In less than 16 years Will is going to graduate from high school. I don't want to look back on this precious time and think our family left anything in the tank. My husband and I have careers we value. We have a marriage we cherish. We have a son we love with a fervent passion and to whom we want to give every opportunity. Maybe he will decide he wants to play baseball or hockey (please no) or some other sport, and discovers he loves it so much. Maybe it will upend our lives, but we won't push him there. We have high expectations of achievement (particularly academic), but he also needs to be a kid. We travel a lot and seek out playgrounds and children's museums. Life is about experiences, and we want him to have so many of them.  

Testing the water in the James River at Richmond's Belle Isle Park
Vacay includes giant cookies
There's a lot we won't get right, and maybe someday Will will get tired of the blistering pace of the life we lead. But for now he's on the team whether he wants to be or not. He seems to like it. Hotels are his favorite. He loves room service. He loves airplanes and pilots. He appreciates travel and being social. He invites everyone at his daycare over to his house and to ride his boat (for what it's worth we do not have a boat. It belongs to my husband's grandmother.) But for our family life is meant to be busy and social.
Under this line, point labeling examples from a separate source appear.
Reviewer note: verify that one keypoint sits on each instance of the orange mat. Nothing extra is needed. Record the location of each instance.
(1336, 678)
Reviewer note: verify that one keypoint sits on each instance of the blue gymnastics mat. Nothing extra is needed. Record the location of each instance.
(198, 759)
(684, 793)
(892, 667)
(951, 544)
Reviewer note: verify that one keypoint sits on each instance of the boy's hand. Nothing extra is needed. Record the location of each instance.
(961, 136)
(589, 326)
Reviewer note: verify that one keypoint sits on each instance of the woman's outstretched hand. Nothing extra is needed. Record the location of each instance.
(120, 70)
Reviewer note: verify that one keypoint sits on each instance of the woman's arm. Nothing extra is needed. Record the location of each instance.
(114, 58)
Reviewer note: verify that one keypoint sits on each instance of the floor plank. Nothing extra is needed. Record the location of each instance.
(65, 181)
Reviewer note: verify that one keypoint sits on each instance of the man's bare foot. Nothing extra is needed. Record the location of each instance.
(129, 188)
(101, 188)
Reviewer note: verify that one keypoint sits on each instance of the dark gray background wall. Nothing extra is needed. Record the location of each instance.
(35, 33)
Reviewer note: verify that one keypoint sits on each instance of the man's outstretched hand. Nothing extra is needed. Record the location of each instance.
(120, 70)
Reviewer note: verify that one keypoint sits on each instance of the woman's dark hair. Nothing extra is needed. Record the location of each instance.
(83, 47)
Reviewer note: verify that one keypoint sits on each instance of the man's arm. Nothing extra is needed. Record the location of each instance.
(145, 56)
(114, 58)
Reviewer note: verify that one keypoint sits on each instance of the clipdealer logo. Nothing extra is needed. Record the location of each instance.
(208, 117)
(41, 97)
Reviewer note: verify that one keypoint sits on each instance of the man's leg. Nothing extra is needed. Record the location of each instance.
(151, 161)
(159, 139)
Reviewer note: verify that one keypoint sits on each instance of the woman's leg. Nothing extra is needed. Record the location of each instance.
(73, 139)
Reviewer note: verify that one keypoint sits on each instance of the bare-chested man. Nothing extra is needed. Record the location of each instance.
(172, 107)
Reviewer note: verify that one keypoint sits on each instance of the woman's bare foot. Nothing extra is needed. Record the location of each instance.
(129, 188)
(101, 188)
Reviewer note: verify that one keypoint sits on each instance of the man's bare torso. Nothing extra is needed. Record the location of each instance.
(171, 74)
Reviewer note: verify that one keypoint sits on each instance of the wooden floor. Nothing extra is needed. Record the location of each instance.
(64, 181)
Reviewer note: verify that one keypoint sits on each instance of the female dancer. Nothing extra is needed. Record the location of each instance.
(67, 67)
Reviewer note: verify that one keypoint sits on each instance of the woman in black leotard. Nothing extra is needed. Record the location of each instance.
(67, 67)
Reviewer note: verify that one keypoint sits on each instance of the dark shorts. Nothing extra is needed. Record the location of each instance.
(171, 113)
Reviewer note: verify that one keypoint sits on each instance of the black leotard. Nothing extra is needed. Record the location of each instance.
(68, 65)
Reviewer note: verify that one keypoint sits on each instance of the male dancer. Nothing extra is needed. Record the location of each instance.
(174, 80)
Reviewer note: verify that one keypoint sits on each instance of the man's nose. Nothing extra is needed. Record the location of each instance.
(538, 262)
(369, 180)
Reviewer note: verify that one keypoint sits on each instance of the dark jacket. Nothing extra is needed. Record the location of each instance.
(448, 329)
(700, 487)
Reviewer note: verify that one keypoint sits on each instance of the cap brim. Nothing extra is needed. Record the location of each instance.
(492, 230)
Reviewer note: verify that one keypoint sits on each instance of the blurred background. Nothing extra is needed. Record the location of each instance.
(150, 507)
We won't have it any other way.

These days I'm channeling my inner French mom in a lot of ways.  No parenting style is perfect, but I I expect my son to be well behaved, social and a rock star traveler. There really isn't an option. That's part of what being on our team is about. There's also copious amounts of love. I think we're a pretty good team. 

*For the record I am not judging those who spend their weekends and more doing sports. That's totally fine. I'm simply saying it's not what we envision for our family, and we don't want to give up travel and other social family time.